If G and H are groups, a word in G and H is a product of the form

$$ s_1 s_2 \dots s_m, $$

where each $s_i$ is either an element of G or an element of H.

So what is this "word" guy? Does it come out of the blue? Does it come from some sort of new operation that I can perform with the two sets $G$ and $H$ -in addition to the well-known ones of union, intersection, Cartesian product...?

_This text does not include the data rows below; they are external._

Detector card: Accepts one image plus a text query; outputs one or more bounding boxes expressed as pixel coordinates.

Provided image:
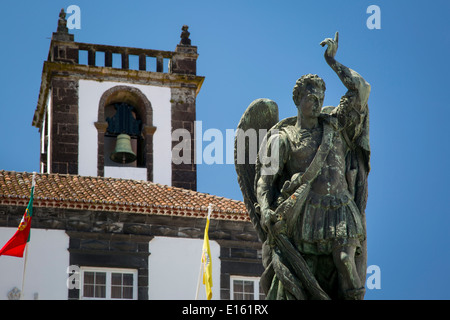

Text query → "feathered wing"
[234,99,278,242]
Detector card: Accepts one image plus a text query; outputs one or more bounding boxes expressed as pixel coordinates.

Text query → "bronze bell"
[109,133,136,163]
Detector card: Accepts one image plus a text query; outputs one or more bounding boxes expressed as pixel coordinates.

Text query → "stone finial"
[180,25,191,46]
[8,287,21,300]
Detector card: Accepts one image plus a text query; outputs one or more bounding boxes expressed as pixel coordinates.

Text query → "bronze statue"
[235,32,370,300]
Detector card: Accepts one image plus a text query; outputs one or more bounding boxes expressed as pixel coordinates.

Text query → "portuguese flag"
[0,179,34,258]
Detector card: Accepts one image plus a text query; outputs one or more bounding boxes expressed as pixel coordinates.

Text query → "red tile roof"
[0,170,250,221]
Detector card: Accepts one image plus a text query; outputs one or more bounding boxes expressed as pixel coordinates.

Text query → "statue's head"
[292,74,326,116]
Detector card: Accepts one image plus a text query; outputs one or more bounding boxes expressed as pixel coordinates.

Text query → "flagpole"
[20,172,36,300]
[195,203,212,300]
[20,243,28,300]
[195,261,203,300]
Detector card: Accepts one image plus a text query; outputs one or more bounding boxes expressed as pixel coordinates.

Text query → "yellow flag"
[202,206,212,300]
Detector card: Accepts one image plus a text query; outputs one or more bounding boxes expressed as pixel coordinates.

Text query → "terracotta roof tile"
[0,170,250,221]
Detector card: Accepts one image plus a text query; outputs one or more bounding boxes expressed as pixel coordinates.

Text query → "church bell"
[109,134,136,163]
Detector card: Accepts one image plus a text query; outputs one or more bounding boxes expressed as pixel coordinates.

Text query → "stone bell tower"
[32,10,204,190]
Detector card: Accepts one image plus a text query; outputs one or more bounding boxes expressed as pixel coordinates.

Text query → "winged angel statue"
[235,32,370,300]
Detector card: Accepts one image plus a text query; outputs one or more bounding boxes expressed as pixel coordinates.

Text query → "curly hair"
[292,73,326,106]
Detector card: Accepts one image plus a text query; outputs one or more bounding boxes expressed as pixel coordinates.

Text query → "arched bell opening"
[95,86,156,181]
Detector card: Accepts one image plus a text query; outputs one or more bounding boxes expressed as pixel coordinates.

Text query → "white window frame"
[230,276,260,300]
[80,267,138,300]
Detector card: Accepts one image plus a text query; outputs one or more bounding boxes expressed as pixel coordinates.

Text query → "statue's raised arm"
[320,32,370,112]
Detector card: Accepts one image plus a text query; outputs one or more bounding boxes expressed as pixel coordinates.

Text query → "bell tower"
[32,10,204,190]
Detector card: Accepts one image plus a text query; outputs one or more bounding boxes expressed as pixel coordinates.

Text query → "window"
[80,267,137,300]
[230,276,264,300]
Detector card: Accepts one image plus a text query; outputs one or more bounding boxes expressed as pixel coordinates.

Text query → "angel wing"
[234,99,278,242]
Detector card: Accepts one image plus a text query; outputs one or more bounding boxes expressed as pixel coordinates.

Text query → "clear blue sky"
[0,0,450,299]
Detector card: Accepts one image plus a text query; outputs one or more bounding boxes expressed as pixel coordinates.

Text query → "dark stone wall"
[50,78,78,174]
[0,205,264,300]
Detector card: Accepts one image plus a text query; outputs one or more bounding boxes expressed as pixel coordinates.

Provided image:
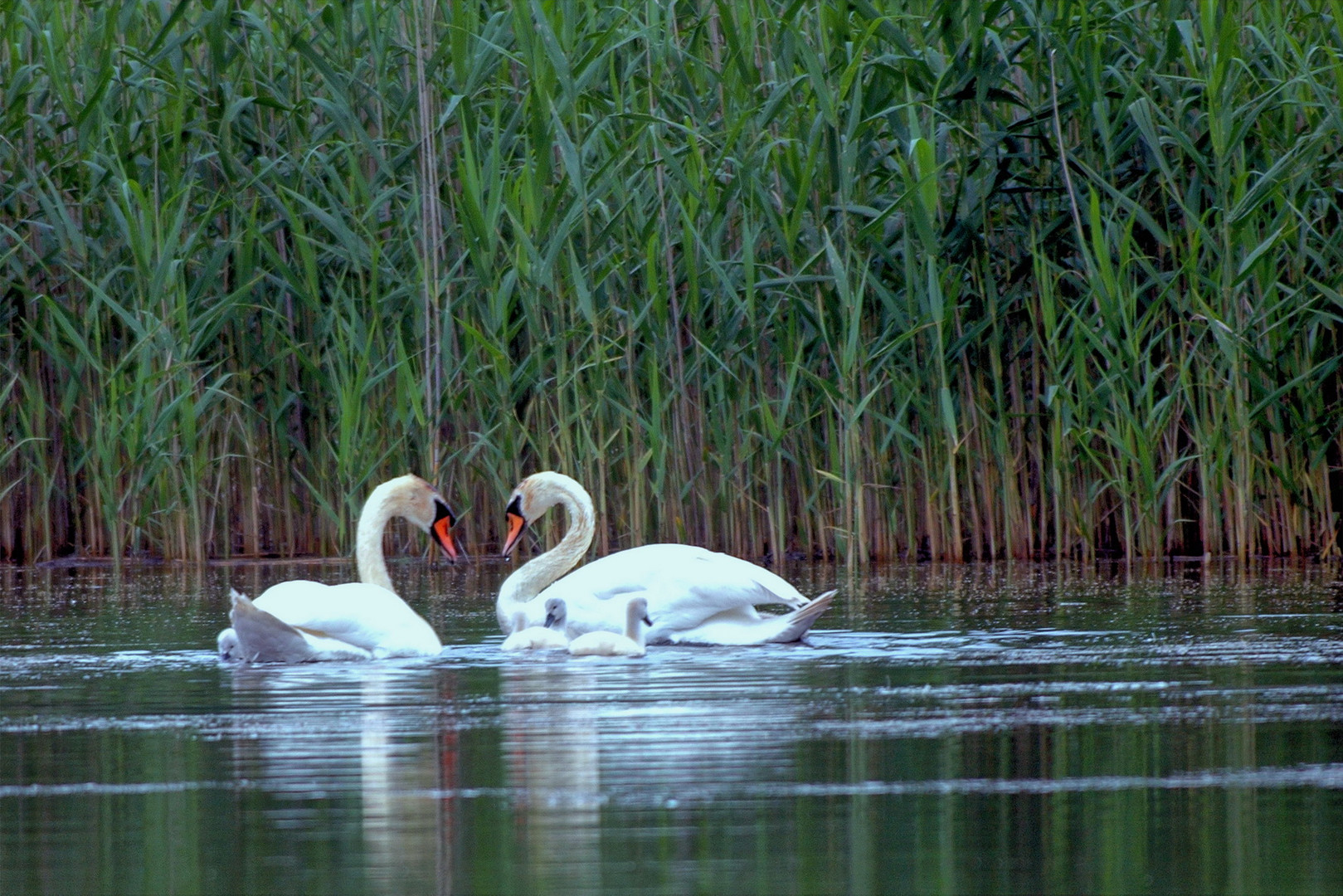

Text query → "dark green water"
[0,562,1343,894]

Fortunatelly, I think there is nothing new under the sun of set operations: it's easy to realise that words can be identified with elements of some Cartesian product (see below):

$$ (s_1, s_2, \dots , s_m ) \ . $$

And Cartesian product is a well-established set-theoretical operation.

So I tried to translate the rest of Wikipedia's definition

Such a word may be reduced using the following operations:

Remove an instance of the identity element (of either G or H). Replace a pair of the form $g_1g_2$ by its product in $G$, or a pair $h_1h_2$ by its product in $H$.

Every reduced word is an alternating product of elements of G and elements of H, e.g.

$$ g_1 h_1 g_2 h_2 \dots g_r h_r. $$

The free product $G ∗ H$ is the group whose elements are the reduced words in G and H, under the operation of concatenation followed by reduction.

in an elementary set setting. First, consider the set of "unreduced" tuples of elements of $G$ and $H$

$$ U = G \sqcup H \sqcup (G\times G) \times (G\times H) \sqcup (H\times G) \sqcup (H\times H) \sqcup (G\times G \times G) \sqcup \dots $$

More concisely:


EDIT:

I think the following formula may be less messier than the one I wrote previously:

$$ U = \bigsqcup_{r \geq 1} (S_1 \times \cdots \times S_r) $$

where $S_i = G$ or $S_i = H$.


So, elements of $U$ are ordered tuples (unreduced ones)

$$ (s_1, s_2, \dots , s_m) $$

where each $s_i$ is either an element of $G$ or an element of $H$.

The product of two unreduced tuples is defined by concatenation

$$ (s_1, \dots , s_m) \cdot (t_1, \dots , t_n) = (s_1, \dots , s_m, t_1 , \dots , t_n) \ . $$

Now, consider the following equivalence relation in the set of unreduced tuples $U$:

$$ (s_1, s_2, \dots , s_{i-1}, 1, s_{i+1}, \dots , s_n) \sim (s_1, s_2, \dots, s_{i-1}, s_i, \dots , s_n) \ , $$

where $1$ is either the unit element of $G$ or the one of $H$. And

$$ (s_1, s_2, \dots , s_i,s_{i+1}, \dots , s_r) \sim (s_1, s_2, \dots , s_is_{i+1}, \dots , s_r ) $$

whenever two adjacent $s_i, s_{i+1} \in G$ or $s_i, s_{i+1} \in H$ at the same time.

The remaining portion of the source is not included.